Włodzimierz Pańków Włodzimierz Pańków
1075
BLOG

Ksiądz T.Isakowicz-Zaleski znów bredzi...

Włodzimierz Pańków Włodzimierz Pańków Rozmaitości Obserwuj notkę 22

Bredzi, tym razem na łamach "Gazety Polskiej" tygodniowej, w artykule pt. "Majdan to nie protest Solidarności", którego sam tytuł jest kurioalny i bezsensowny. Bo dlaczego Ukraińcy maja robić to samo, co Polacy 34 lata temu a oni sami - 9 lat temu, podczas tzw.Pomarańczowej Rewolucji.

Może jeszcze maja oni usiąść do "Okrągłego Stołu" ze swoim złodziejem i bandytą aby dać się "wykolegować" tak samo, jak Solidarność? Tylko dlatego, że Jaruzelski i Kiszczak to byli tylko bandyci albo gangsterzy, którzy nie dotrzymali tzw. Porozumień Sierpniowo-Wrześniowych i posłali na swoich "partnerów" ZOMO, LWP i czołgi?

Jak ksiądz uzasadnia swoją niechęć do ludzi z Majdanu, nie tylko Ukraińców zresztą?

Otóż pisze on: "

W Polsce, w przeciwieństwie do obecnej Ukrainy, działalność zarówno opozycjonistów, jak i zwykłych robotników oparta była na wartościach chrześcijańskich, a nie na przemocy"

oraz "Naród ukraiński sam wybrał prezydenta Janukowycza oraz partie, w tym dwie skrajne, postkomunistyczną i nacjonalistyczną"

Można powiedzieć: dwa zdania, a tyle  fałszu,  hipokryzji i, niestety, głupoty? Sam Putin z Ławrowem i setkami kremlowskich propagandystów - czytam ich także na tym Blogu - podpisaliby się pod tymi opiniami bez chwili wahania.

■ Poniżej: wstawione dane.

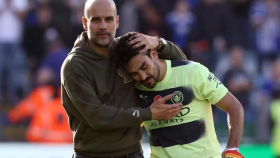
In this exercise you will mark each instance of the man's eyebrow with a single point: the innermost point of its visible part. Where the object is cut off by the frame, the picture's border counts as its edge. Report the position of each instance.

Przez długie lata zastanawiałem się, komu i czemu służy aktywność Księdza, który słusznie kultywuje Pamięć polskich - i nie tylko polskich - ofiarach z Wołynia i mego rodzinnego Podola, a ani razu nie wspomniał - może jednak coś przeoczyłem - o tych Polakach, którzy zostali zamordowani przez NKWD na naszych byłych Kresach w latach 1937-38. Zamordowano tam ok.115-120 tyś. Polaków, po jednym z każdej polskiej rodziny, w ramach tzw. "polskiej operacji", o czym pisze amerykański historyk Tymothy Snyder oraz inny historyk, Sommer, (przepraszam za brak imienia) w książce pt. "Rozstrzelać Polaków" .

Nie chcę rozwijać tematu, dodam tylko jeszcze kilka pytań:

Dlaczego Ukraińcom - i nie tylko - z majdanów towarzyszą ciągle kapłani ukraińskich cerkwi, przecież chrześcijańskich?

Kto wobec kogo stosował i stosuje w Ukrainie prawdziwą przemoc, uwieńczoną wieloma śmiertelnymi ofiarami, o innych nie mówiąc? A co ksiądz sądzi - i jak ich ocenia - Polskich Powstańców - od Powstania Kościuszkowskiego do Warszawskiego, oraz o Polskich Robotnikach, którzy przynajmniej czterokrotnie starli się z "polskimi" milicjantami i żołnierzami LWP?

Czy ksiądz ma choćby tzw. mgliste pojęcie o tym, co dzisiaj oznaczają tzw. "demokratyczne wybory", w których wygrywają "nie ludzie, tylko pieniądze"  (według najkrótszej definicji) i sprzedajne media, które potrafią otumanić całe "owcze stada"?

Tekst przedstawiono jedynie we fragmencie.